Written by: Aslynn
I’ll never forget the first time I read for someone else. I had just finished my A-Levels and had embarked on a gap year to travel, and at the time I was working and living in a traveller’s hostel in San Francisco. I had finished my morning shift and was sitting on the hostel terrace with my new Mythic Tarot deck and usual mug of clam chowder, going through the cards and the guidebook for the hundredth time thinking ‘I am never going to remember all of this’, when a young Irishman who was a guest at the hostel approached my little coffee table and asked for a reading.
I was surprised, he’d been staying at the hostel for over a week and I had found him quite aloof. I admitted that I was very new to tarot, but said that I would be happy to draw the cards for him now and then come back to him later with the interpretation when I had the chance to go through the guidebook. He agreed and sat nervously as I shuffled then fanned out the cards and asked him to draw ten while focusing on his question, which he kept to himself. One by one I turned them over, positioning them into a Celtic Cross, he told me he wanted to take a good look at the cards to be sure I didn’t swap any of them out for other cards when I took them away. I found this mistrust perplexing, but I could also see from his face that his wariness was not born from scepticism but from some superstitious belief in the power of the cards.
I withdrew to my dorm and started to pour over the guidebook, cross referencing the cards and making notes for what each of the cards could mean according to their positions in the Cross, trying to tie them all together in some semblance of a coherent story. Later that evening we sat down together again in the terrace and I completed the reading. I don’t remember all of the cards, but I do remember that the reading was filled with Cups and The Lovers was the central card. He was facing quite a difficult romantic situation and was trying to choose between two girls he cared about. The cards were right. He turned a little green.
After the reading was finished he warmed up a bit and apologized for being standoffish in the previous days, he’d seen me with the cards and was building up the courage to ask me for a reading and didn’t want to “give anything away”. I find this so amusing now, but at the time I just sat there nodding earnestly at this notion that I was sitting around collecting information about people on the off-chance they might ever ask for a reading!

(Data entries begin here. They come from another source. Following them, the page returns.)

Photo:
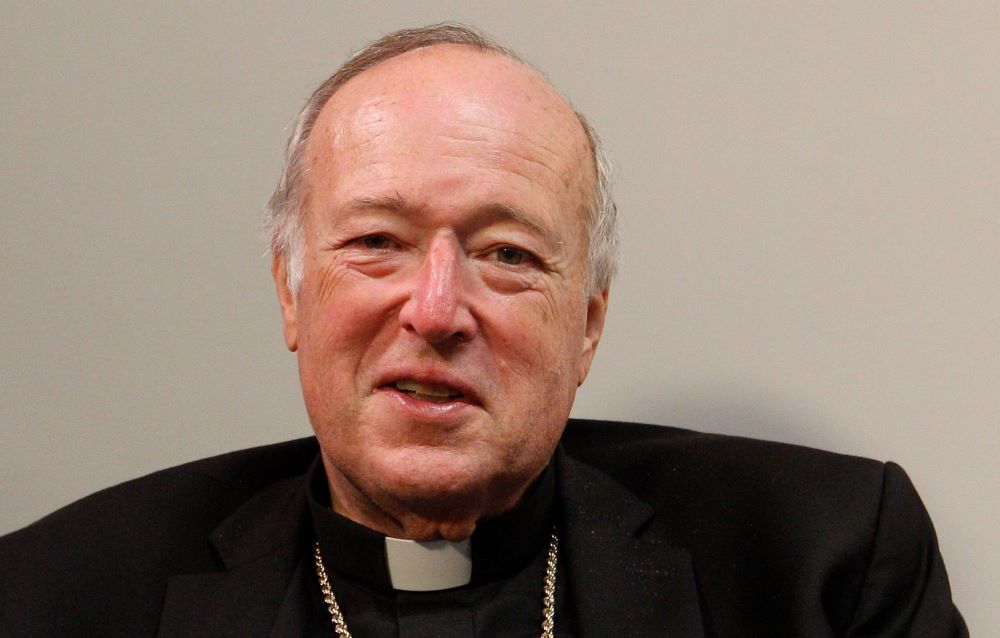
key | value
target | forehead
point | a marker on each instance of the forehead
(450, 106)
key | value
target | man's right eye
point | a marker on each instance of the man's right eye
(375, 242)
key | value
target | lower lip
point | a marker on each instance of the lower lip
(426, 409)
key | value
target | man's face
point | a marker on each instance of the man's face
(442, 325)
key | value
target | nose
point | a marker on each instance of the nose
(437, 309)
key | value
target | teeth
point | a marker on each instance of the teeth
(438, 393)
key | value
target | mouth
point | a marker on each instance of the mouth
(433, 393)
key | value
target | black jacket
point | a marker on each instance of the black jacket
(665, 532)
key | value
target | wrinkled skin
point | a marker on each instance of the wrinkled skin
(442, 325)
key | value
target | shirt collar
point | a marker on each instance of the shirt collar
(500, 547)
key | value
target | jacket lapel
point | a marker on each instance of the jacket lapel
(624, 581)
(260, 546)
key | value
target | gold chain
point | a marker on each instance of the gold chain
(548, 599)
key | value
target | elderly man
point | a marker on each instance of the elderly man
(443, 243)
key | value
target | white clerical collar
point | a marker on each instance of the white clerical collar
(427, 566)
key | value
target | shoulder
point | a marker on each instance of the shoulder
(730, 481)
(768, 524)
(124, 542)
(195, 493)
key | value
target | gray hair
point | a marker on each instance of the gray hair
(283, 221)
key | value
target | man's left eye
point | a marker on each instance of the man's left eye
(511, 256)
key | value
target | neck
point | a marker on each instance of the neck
(452, 517)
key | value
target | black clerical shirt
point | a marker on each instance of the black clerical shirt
(504, 597)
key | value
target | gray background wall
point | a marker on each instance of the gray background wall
(809, 194)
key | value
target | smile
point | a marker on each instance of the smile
(426, 392)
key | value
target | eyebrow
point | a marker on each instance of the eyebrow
(484, 214)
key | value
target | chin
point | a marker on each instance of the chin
(445, 483)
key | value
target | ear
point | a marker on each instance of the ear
(287, 300)
(597, 308)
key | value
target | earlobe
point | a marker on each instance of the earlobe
(597, 308)
(287, 301)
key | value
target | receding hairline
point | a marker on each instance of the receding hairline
(573, 119)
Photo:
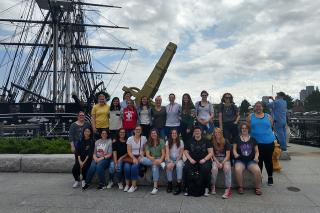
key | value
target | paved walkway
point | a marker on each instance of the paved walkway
(31, 192)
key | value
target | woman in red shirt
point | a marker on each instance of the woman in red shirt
(129, 116)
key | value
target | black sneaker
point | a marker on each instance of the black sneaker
(101, 187)
(85, 187)
(270, 181)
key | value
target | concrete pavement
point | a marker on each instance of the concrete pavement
(44, 192)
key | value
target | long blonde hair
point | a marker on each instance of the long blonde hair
(217, 146)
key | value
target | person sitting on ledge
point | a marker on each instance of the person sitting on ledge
(199, 152)
(246, 153)
(101, 160)
(155, 153)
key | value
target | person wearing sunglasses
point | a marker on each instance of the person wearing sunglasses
(228, 117)
(205, 114)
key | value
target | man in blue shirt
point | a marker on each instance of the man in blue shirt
(278, 107)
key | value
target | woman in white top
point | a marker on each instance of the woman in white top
(174, 152)
(135, 147)
(204, 113)
(115, 121)
(144, 115)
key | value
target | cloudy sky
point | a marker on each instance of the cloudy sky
(237, 46)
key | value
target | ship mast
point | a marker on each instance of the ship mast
(59, 55)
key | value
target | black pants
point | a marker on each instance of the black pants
(265, 156)
(185, 135)
(76, 170)
(230, 131)
(145, 130)
(205, 173)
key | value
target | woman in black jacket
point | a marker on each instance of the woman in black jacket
(84, 152)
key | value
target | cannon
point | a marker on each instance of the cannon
(151, 86)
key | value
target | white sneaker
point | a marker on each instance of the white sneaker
(126, 188)
(110, 184)
(120, 185)
(76, 184)
(206, 192)
(163, 165)
(132, 189)
(154, 191)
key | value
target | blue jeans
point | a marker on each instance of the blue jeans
(207, 128)
(162, 133)
(155, 168)
(179, 170)
(131, 171)
(168, 130)
(280, 128)
(100, 168)
(118, 171)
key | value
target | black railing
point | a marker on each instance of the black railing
(305, 130)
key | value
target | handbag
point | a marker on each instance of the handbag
(128, 159)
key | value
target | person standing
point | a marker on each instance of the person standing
(205, 114)
(115, 118)
(144, 115)
(278, 107)
(187, 117)
(174, 152)
(76, 131)
(173, 110)
(261, 131)
(126, 97)
(130, 117)
(100, 116)
(228, 117)
(246, 153)
(159, 117)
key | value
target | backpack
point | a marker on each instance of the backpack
(195, 184)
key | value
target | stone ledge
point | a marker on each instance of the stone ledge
(10, 163)
(53, 163)
(63, 163)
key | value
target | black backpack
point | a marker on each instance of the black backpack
(195, 183)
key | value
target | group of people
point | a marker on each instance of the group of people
(126, 139)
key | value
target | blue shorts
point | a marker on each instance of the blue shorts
(246, 163)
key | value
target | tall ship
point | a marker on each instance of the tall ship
(47, 69)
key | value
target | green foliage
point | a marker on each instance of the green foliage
(34, 146)
(312, 102)
(289, 100)
(244, 106)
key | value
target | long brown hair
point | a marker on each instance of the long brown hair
(171, 139)
(150, 140)
(186, 107)
(217, 146)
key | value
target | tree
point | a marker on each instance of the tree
(244, 106)
(289, 100)
(312, 102)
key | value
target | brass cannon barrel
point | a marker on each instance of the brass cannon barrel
(151, 86)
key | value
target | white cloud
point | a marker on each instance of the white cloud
(243, 47)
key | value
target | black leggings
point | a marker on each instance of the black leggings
(265, 155)
(205, 173)
(76, 170)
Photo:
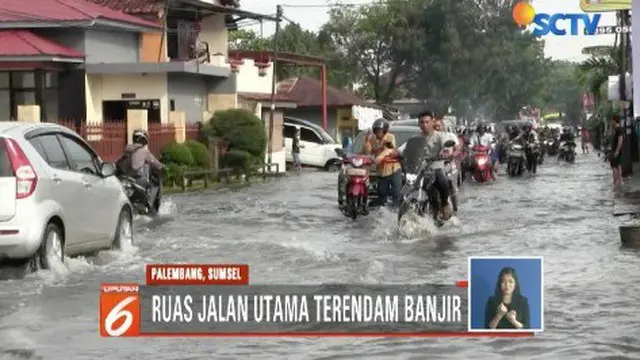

Fast forward about ten years and the Mythic Tarot was still my only deck, and despite having it close at hand for over a decade, I read for myself only occasionally, thinking I could only go to Tarot with big questions and issues, and I still always referred back to the guidebook, unable to trust my intuition alone with the cards. At some point during this period I saw images of the Wild Unknown tarot and fell in love with it. I opened the box, felt a new surge of excitement as I rubbed my fingers along that beautiful matte cardstock, looked at the stunning images… and swiftly put the deck back in the box because the thought of trying to learn it felt so daunting. I didn’t buy the accompanying guidebook, how was I ever going to understand it? My gut would freeze and my mind would second guess everything I thought I knew about the cards.
Then one summer’s day two years ago I woke up one morning with one very set intention in my mind – I was finally, once and for all, really going to learn how to read these cards. My first step was to order a new deck, my bad habit of referring religiously to the guidebook of Mythic seemed inextricably attached to the deck, and to break free I knew I needed something new, so I went on a search and found the Paulina tarot. A few mornings later, I sat on my sofa, Paulina in hand, shuffled the deck and pulled a card. I then searched for the same card in the Wild Unknown, to compare the images and find their synergy. I had a new sense of purpose with the cards, I wasn’t going to go through each of their meanings and keywords again like countless times before, I was on a mission to uncover their essence.
This first card was the Nine of Wands and it is the first one, after all those years, I learned with my gut and with my heart. Each day I would shuffle again and go through that process, drawing the same card from two decks and exploring their underlying common themes. I would refer back to those cards throughout the day and search for their essence in books I was reading, shows I was watching and events or feelings I was experiencing. This continued for 78 days and I haven’t looked back, or gone a single day without at least handling my cards, ever since.
Like most things worthwhile, Tarot is a lifelong journey of learning, experimentation, play and surprises, and it has been through this ongoing process that I have realized that Tarot is a universal story book of life – every insecurity, every hidden talent, every feeling you could ever feel and every experience you could ever have is contained within these cards. And just like any good story book, it asks you to suspend your disbelief for just long enough to discover the mysteries hidden in plain sight, and to weave your own story through the warp of their truths.